A estruturação do território, como processo organizador, está, em cada momento, associada a esta estreita relação entre poder, apropriação e uso da propriedade, rústica e urbana, por serem elas que, embora de forma diversa, o suporte do sistema de valores que a regem e determinam. Nos espaços que o poder definiu como territórios, em diferentes momentos históricos e ciclos civilizacionais e em contextos políticos diversos − em momentos de conflito e em momentos de acalmia − permanecem como referências estruturais as linhas de continuidade que, ainda hoje, muitos séculos depois, são percetíveis e presentes. Esta continuidade, representada pelo cadastro, pela rede viária histórica, pela localização dos assentamentos urbanos, tenham ou não evoluído para aglomerados de maior dimensão e importância, pela modelação topográfica do relevo original, e pela construção de infraestruturas e edifícios ainda hoje presentes, ainda que sem a sua funcionalidade original, é marca de civilizacional onde se molda a identidade territorial.

As cidades e os territórios contemporâneos

Os territórios contemporâneos, resultado e consequência da evolução tecnológico que acompanha a evolução social e económica, são, por isso, também o resultado e a expressão da história física, social e política de quem os habitou e habita.

A desregulação do processo de urbanização fez com tivessem bolsas de desequilibrada organização urbana, nuns casos suportadas por instrumentos urbanístico parcelares e, noutros, em resultado de urbanizações e de construções avulsas ilegais que a administração do território, por inércia e desajustamento com a realidade social e económica, foi incapaz de controlar. O que teve como consequência fenómenos de marginalização urbana e social que reforçaram os desequilíbrios da organização territorial. Como acontece, aliás, na maior parte das áreas metropolitanas onde os processos de infraestruturação e de expansão urbana conflituam com os usos agrícolas e florestais concorrendo para o seu desaparecimento, e com isso originado o aparecimento de terrenos expectantes onde o solo se degrada e os riscos ambientais se acentuam.
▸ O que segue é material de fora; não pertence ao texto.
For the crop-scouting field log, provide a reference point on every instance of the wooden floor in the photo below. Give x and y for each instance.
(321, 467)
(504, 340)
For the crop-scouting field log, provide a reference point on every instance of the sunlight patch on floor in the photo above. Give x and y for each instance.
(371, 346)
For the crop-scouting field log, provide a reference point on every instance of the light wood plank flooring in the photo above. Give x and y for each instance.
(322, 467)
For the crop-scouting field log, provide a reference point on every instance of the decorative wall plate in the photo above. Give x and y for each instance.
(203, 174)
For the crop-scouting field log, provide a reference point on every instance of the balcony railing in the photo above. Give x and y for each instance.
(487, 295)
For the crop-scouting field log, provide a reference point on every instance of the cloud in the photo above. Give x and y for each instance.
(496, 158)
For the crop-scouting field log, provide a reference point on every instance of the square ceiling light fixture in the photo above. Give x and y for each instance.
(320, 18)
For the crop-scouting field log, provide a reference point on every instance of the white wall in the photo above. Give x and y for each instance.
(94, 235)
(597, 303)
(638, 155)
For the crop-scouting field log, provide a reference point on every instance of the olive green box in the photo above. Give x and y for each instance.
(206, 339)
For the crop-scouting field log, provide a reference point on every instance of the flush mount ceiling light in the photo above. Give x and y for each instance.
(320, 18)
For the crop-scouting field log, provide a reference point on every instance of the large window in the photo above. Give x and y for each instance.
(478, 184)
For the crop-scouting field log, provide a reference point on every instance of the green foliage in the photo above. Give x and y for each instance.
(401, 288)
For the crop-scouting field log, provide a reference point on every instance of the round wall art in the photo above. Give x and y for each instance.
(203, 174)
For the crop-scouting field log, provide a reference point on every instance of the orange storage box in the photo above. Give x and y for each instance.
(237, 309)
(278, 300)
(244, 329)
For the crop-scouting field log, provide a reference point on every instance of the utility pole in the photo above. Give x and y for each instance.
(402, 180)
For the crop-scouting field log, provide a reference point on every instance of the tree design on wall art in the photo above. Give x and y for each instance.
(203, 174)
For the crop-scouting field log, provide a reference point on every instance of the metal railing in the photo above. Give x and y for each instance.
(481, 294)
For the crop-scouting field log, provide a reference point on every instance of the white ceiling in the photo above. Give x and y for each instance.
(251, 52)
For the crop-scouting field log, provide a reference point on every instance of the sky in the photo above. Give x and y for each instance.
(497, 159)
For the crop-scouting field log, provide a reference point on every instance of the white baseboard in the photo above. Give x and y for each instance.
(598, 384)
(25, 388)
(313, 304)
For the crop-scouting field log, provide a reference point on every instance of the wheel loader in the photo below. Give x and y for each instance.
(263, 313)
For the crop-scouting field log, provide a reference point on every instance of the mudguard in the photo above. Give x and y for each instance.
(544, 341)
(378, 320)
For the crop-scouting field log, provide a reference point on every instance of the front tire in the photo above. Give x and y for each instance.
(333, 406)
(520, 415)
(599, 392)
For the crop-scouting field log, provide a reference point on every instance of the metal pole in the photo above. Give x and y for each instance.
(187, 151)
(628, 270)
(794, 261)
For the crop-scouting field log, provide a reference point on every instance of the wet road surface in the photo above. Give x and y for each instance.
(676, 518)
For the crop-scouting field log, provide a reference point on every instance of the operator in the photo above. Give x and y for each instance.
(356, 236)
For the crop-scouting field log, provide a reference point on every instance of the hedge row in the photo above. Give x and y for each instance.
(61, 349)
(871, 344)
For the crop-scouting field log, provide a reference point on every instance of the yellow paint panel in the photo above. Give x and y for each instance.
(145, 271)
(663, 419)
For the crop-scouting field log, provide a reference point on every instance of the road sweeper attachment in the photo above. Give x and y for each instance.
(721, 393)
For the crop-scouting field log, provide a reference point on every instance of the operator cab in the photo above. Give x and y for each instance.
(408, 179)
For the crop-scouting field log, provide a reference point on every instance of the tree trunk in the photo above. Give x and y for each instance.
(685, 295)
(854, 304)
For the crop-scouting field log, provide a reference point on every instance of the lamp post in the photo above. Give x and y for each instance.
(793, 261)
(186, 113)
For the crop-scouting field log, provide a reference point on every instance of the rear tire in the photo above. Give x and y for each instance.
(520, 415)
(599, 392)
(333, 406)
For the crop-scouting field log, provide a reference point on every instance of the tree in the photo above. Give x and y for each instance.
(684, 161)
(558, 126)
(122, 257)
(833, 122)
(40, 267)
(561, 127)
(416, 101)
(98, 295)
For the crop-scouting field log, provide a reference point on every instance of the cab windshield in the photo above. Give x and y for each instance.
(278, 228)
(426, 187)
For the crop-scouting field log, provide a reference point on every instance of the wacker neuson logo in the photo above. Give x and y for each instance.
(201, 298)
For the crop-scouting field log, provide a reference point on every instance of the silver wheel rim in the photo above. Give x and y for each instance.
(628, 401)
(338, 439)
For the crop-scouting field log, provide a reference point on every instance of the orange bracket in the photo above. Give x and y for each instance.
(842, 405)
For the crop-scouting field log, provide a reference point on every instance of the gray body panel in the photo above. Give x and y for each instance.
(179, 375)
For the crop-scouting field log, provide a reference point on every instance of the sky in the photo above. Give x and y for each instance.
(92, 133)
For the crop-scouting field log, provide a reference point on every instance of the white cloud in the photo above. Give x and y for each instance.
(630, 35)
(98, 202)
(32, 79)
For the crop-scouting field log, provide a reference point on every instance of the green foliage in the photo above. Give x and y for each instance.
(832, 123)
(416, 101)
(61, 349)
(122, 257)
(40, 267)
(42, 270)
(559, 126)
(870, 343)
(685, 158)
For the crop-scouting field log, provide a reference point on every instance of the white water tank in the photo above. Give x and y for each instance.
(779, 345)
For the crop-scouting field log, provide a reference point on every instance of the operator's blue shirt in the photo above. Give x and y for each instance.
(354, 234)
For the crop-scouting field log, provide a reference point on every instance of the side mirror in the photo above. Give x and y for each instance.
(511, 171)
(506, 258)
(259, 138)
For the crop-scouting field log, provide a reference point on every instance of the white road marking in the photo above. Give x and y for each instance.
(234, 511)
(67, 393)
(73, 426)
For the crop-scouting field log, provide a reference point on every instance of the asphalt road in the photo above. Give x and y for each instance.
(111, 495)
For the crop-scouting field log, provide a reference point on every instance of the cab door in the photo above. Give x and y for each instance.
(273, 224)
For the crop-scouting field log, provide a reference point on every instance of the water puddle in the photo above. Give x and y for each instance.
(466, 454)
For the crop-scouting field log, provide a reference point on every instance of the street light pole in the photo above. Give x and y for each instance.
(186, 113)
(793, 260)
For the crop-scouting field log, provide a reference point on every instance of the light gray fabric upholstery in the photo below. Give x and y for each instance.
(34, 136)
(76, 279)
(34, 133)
Estas áreas sem uso aparente, que aguardam até eles chegue a urbanização que acontece nas suas imediações, podem acabar por se transformar, também elas, em áreas urbanizadas se, e quando, as dinâmicas económicas e demográficas assim o determinarem. Quando tal não acontece, permanecem abandonadas e sujeitas a fatores de risco ambiental que ameaçam sua estabilidade geomorfológica, contribuindo, desse modo, para a degradação territorial por efeito da erosão, alteração dos percursos superficiais e subterrâneos da água, a redução da biodiversidade e perda de qualidade paisagística. Com o que se acentua, globalmente, a desqualificação dos espaços urbanos destas áreas periurbanas.

Nestes casos, a estruturação territorial fragiliza-se, não assegurando nem a coesão territorial nem o reforço das condições ambientais que propiciam os equilíbrios ecológicos funcionais com que se constrói a qualidade urbana. E num tempo em que as questões da sobrevivência alimentar das grandes áreas urbanas, até por efeito das alterações climáticas em curso, estes terrenos gora abandonados representam um potencial de uso para novas formas de agricultura, urbana e periurbana, que importa ter em consideração nos processos de ordenamento do território. De forma coerente e ajustada às realidades e necessidades da qualificação urbana e da estabilização ambiental.